Can I capture your attention in a single line?
A poor graduate student as I was in 2014, I had the good fortune to be given tickets to a fundraiser in the city where I was studying, Windsor, Ontario. This was no mere fundraiser; it featured Windsor-born author Wayne Grady and hosted by Margaret Atwood (name drop). In my foam green dress and concealing a pen and copy of Cat’s Eye in my purse, I waited at the student’s table for Atwood. She circled around the room, exchanging greetings. I sat glued to my chair for the chance to speak with her and have her autograph the book. Margaret was magnificent with her white dusted, wild and curly hair. When she arrived at my table, she offered few but precise words of advice to me and the other aspiring writers. While I stared at her so-Atwood hair, she stated, “Make the first line good”.

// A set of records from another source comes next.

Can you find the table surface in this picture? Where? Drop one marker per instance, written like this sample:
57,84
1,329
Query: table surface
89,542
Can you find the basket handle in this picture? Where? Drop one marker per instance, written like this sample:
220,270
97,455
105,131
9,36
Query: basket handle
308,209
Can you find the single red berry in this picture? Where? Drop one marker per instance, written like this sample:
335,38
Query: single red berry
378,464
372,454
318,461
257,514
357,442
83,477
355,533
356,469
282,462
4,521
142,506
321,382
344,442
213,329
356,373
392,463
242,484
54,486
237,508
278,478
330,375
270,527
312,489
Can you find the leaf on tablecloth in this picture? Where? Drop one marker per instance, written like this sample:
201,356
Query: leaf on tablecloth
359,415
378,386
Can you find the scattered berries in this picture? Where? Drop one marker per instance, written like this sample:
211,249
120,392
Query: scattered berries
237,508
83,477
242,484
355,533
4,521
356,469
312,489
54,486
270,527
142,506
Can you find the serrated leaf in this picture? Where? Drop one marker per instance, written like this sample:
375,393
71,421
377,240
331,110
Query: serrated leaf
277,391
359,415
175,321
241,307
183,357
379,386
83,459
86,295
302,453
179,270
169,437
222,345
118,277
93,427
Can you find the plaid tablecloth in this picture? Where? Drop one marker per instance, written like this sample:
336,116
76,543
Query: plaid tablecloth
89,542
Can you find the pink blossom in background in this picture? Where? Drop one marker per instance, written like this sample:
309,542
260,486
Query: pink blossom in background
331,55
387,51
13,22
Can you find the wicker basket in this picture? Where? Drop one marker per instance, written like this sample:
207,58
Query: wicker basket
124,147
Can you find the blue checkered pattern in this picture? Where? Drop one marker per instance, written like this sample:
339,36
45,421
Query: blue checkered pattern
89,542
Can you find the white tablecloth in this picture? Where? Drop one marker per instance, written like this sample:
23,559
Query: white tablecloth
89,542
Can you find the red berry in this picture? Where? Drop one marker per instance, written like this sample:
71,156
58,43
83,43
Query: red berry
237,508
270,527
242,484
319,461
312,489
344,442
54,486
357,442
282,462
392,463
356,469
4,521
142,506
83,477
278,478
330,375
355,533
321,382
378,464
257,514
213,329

At that time, I was completing the first year of my Master’s degree in Creative Writing at the University of Windsor. I was researching and outlining my thesis which was to be a fiction novella set in my hometown of Sault Ste. Marie, Ontario. After graduate school in 2015, I took that summer to revise my thesis manuscript and later submit it to Latitude 46 Publishing (but I’m getting ahead of the story).
I took Atwood’s advice as a challenge. When writing my thesis, I had to make the opening line of my novella, good. I couldn’t disappoint Atwood, could I? So I wrote and in the spring of 2015, I defended my thesis. Afterwards in refining the manuscript for submission to Latitude 46, I knew I didn’t meet Atwood’s challenge. My thesis’ opening line went like so: “The day began with thunder, then, heavy rain punctuated by lightning strikes so near the house, they rattled the windows”. The line had strong images, of rain and thunder. For that reason, I didn’t omit the line but it wasn’t opening-line quality (the line does appear in Rule of Seconds, published by Latitude 46, but as the book’s second line). It was powerful, but lacking. What though? I couldn’t explain it better than the line lacked something, a “punch”.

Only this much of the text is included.